I look at Gabriel and he nods.

“I was shot and wounded and couldn’t run. Gabriel saved me by drawing the Hunters away.” I try to turn the subject back to her and ask, “And you saved Gabriel but what were you doing in Geneva that night? I thought all Black Witches had fled. The city was full of Hunters.”

“Let’s complete your story first,” she says, smoke curling out of her mouth with each word. “You were wounded but you had the Fairborn. You escaped Geneva through the forest—”

Gabriel interrupts. “But why were you in the forest? Why didn’t you go back to Mercury’s cottage through the cut at the apartment?”

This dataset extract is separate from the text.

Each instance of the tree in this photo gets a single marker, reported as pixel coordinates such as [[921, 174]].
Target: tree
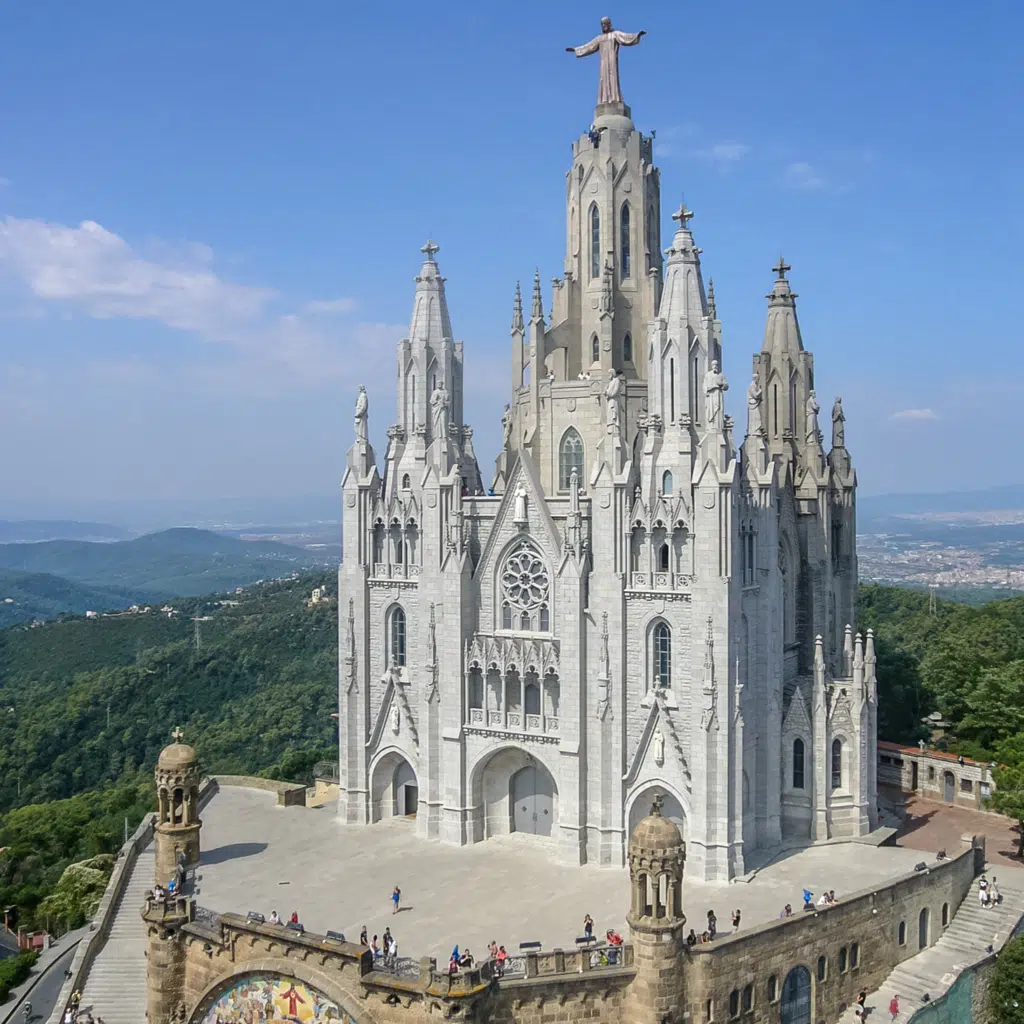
[[1006, 988], [1009, 798]]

“The poison from the bullet made me ill. I got lost. It took me a long time to find the apartment and when I got there it was swarming with Hunters. So I set off on foot—I thought I’d have plenty of time to get back to Mercury before my birthday. I stole some food, clothes, and money. I felt better at first with the food but I became weaker and weaker until I collapsed. I cut the poison out of me and then I passed out. I wasn’t dead—obviously—but I wasn’t far off. That’s when Nesbitt saw me. I woke later and set off again for Mercury.”

Van inhales deeply. “Of course the question on everyone’s mind is, “Did you make it?”“

“I made it. But Mercury didn’t perform the Giving ceremony.”

“Ah. Because you didn’t have the Fairborn?”

“Because she was busy fighting Hunters.”